Wróblowianka Kraków – Wiarusy Igołomia 3:5 (1:4)
Bramki: 0:1 Skrzyński 7 karny, 0:2 Morawski 15, 1:2 Kozik 20, 1:3 Zapiór 30, 1:4 K. Mazur 42, 2:4 Żerdecki 48, 3:4 Kozik 52, 3:5 S. Galus 64.
Wróblowianka: Tomana – Piekarski (85 Koczara), Markiewicz (46 Szwajdych), Bagnicki, Morawski – Piątek, Łabuz (46 D. Guzik), Mordec – Kozik, Gawlik (46 W. Mazur), Żerdecki.
Wiarusy: Potijenko – Feluś, Skrzyński (80 Kopiejka), Gurda, Machaj – Siwek (65 Skocz), K. Mazur, Zapiór, Świętek (46 N. Nowak) – Grzegórzko (85 Dobosz), R. Nowak (60 S. Galus).

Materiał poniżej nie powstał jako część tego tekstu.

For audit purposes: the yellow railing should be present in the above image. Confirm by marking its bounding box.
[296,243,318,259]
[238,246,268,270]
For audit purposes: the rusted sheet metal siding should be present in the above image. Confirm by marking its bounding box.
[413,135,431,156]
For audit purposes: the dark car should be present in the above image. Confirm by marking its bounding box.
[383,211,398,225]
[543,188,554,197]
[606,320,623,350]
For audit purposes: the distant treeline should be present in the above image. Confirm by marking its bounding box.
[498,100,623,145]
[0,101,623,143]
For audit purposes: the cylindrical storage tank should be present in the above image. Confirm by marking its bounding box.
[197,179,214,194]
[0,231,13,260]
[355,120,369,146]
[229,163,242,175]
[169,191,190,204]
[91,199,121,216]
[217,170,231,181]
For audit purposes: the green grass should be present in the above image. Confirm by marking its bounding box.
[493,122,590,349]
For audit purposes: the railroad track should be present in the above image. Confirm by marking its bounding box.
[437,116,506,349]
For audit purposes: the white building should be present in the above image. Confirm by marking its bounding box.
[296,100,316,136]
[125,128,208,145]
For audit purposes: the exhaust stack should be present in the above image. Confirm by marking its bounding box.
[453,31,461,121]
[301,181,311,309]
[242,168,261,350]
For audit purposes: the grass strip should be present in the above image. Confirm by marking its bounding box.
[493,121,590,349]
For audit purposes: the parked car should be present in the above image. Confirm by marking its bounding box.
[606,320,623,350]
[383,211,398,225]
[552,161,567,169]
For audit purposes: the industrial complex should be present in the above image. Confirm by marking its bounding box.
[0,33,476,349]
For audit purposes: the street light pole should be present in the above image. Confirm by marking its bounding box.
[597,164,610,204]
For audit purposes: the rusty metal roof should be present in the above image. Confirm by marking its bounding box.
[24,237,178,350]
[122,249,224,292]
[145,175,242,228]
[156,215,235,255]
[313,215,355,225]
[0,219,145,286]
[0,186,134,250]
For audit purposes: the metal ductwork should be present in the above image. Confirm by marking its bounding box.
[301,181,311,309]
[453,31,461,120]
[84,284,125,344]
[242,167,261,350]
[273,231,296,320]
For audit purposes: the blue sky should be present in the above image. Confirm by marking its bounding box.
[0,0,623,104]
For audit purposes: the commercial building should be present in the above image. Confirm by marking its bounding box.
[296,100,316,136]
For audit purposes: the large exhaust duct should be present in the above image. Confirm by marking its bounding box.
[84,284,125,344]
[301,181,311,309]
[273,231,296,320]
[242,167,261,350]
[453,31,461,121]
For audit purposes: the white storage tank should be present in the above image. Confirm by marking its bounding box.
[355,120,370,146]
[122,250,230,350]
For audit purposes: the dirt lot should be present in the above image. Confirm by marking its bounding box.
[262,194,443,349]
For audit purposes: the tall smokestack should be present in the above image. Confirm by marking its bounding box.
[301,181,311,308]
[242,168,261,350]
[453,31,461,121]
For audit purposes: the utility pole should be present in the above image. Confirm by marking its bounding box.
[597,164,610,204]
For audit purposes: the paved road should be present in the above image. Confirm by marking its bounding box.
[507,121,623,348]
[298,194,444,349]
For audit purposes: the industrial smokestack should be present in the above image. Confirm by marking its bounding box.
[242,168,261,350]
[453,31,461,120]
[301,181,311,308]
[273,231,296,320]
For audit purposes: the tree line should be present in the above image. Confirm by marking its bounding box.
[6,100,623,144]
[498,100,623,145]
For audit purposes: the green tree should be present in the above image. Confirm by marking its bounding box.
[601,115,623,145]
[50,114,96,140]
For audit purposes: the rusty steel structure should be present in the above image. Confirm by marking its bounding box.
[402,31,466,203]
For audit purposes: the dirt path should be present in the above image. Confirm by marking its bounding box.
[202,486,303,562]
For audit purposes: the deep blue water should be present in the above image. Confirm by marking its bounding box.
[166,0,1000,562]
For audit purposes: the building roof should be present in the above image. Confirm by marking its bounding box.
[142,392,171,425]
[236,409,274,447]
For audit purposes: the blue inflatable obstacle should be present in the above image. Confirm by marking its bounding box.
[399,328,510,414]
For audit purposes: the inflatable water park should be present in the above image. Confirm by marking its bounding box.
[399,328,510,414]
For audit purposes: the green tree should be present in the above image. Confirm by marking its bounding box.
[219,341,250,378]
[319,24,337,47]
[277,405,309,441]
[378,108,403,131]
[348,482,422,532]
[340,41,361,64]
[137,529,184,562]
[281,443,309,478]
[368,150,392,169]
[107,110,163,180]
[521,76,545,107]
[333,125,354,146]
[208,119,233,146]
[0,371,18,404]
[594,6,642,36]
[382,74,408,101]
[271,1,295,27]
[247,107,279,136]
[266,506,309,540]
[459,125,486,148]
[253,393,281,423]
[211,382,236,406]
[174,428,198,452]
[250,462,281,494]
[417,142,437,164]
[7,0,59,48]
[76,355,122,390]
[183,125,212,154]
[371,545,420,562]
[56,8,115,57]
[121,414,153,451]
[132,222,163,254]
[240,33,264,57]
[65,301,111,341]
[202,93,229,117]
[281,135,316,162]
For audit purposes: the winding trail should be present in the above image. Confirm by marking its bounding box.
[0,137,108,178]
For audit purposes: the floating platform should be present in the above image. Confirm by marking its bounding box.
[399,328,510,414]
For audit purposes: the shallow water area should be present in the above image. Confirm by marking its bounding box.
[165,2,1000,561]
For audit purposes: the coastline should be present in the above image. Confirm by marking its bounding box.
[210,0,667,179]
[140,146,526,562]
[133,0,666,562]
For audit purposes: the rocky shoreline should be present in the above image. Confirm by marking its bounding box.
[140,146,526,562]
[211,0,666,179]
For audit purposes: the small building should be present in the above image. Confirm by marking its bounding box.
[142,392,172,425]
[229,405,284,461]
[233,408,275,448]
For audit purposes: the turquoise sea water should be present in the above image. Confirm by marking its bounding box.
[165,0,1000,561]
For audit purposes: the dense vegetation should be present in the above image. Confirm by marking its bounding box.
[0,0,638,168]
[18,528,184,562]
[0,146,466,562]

Sędziował: Piotr Koźmiński. Żółte kartki: Markiewicz – Zapiór.
Wzmocniona w zimie Wróblowianka zaliczyła falstart. Gra nie u siebie (na boisku AWF), do tego tuż przed meczem okazało się, że nie ma nominalnego bramkarza (między słupkami stanął Tomana – popełniał błędy, ale też obronił karnego w końcówce). Goście szybko odskoczyli, ale na początku II połowy ich przewaga stopniała do gola (3:4). Sytuację uspokoiła bramka rezerwowego S. Galusa.